O Eixo Platina é um dos maiores projetos de desenvolvimento urbano, humano e sustentável da cidade de São Paulo. Localizado em uma faixa paralela a Av. Radial Leste, entre as estações Carrão e Belém do metrô, nasce embasado no conceito de uma grande transformação urbanística, criando uma região autossustentável e fortalecendo o Tatuapé como a capital da Região Leste.

Não pretendo entrar no mérito da aposta da Porte em termos de investimento e atitude junto ao mercado imobiliário, mas sim mostrar mais um episódio das dificuldades na discussão daquilo que se percebe como cidade, mesmo quando a iniciativa privada está fortemente envolvida.
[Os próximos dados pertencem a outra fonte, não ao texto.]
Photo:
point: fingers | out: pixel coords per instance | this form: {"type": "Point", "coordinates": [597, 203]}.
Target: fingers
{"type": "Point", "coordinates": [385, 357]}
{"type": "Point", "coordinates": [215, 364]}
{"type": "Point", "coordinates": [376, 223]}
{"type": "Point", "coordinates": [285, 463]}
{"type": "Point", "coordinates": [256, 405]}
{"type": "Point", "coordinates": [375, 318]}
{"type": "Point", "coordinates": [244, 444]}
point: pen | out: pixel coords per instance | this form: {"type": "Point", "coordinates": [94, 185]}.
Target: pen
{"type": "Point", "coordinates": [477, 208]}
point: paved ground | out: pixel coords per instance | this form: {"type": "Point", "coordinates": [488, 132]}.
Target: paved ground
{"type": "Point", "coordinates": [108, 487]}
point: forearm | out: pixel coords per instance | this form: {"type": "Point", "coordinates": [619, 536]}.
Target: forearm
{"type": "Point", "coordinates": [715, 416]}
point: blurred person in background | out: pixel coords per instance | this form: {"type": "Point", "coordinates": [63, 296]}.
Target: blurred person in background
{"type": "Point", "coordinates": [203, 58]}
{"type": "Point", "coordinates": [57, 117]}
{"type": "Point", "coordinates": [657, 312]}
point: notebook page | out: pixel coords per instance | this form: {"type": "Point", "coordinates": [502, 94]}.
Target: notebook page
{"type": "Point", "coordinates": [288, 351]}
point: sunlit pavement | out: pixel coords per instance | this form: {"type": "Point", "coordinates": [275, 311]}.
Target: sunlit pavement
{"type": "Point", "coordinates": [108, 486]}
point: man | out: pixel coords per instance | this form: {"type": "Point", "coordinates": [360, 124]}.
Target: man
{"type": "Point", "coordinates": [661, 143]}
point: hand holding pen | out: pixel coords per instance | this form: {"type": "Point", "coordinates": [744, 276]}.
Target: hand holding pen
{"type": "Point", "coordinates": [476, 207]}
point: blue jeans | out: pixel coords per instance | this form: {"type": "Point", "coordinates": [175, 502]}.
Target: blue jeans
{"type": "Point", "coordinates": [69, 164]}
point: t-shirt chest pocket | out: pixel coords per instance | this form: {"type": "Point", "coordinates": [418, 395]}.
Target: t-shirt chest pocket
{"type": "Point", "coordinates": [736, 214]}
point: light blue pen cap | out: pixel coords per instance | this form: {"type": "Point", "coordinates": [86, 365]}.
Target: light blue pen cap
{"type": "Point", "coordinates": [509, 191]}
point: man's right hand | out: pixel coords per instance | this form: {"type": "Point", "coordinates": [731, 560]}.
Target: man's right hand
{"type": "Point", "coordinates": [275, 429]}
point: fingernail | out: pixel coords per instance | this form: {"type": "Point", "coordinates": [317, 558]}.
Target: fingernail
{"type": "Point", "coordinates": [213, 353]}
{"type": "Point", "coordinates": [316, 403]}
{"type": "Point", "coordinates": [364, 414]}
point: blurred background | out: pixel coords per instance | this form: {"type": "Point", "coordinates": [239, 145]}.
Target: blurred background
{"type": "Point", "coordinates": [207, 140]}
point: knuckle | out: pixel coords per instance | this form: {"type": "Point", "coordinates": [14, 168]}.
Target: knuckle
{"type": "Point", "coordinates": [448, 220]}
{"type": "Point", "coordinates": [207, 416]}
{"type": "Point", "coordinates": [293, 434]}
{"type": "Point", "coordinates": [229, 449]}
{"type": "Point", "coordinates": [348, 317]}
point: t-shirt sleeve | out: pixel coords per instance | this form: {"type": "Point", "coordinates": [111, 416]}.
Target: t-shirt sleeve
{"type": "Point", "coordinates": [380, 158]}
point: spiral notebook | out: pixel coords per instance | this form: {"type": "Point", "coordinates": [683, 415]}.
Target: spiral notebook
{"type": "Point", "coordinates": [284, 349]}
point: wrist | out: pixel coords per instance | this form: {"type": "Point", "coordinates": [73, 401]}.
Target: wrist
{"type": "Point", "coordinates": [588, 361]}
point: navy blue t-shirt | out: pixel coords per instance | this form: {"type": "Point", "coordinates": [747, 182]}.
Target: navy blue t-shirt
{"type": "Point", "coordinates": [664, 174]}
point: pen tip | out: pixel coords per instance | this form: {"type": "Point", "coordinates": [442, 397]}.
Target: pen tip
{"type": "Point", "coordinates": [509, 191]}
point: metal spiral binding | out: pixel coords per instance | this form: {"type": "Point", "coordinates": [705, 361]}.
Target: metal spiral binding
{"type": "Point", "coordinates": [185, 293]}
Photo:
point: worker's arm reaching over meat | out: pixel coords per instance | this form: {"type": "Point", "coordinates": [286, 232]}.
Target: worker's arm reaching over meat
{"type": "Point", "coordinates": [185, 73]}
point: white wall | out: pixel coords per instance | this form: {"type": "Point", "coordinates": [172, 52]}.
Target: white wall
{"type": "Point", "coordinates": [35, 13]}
Perceba que a construtora fala no fortalecimento do Tatuapé como capital da Região Leste, ora, é uma pretensão que tem total relação com nossos artigos que discutem a multi-centralidade de São Paulo (vide aqui e aqui) e, ao usar o termo Região Leste, é possível entender que a projeção de importância é tamanha, que avança para além da Zona Leste, chegando até as cidades do Alto Tietê, bem como Guarulhos, ou seja, tem uma dimensão metropolitana.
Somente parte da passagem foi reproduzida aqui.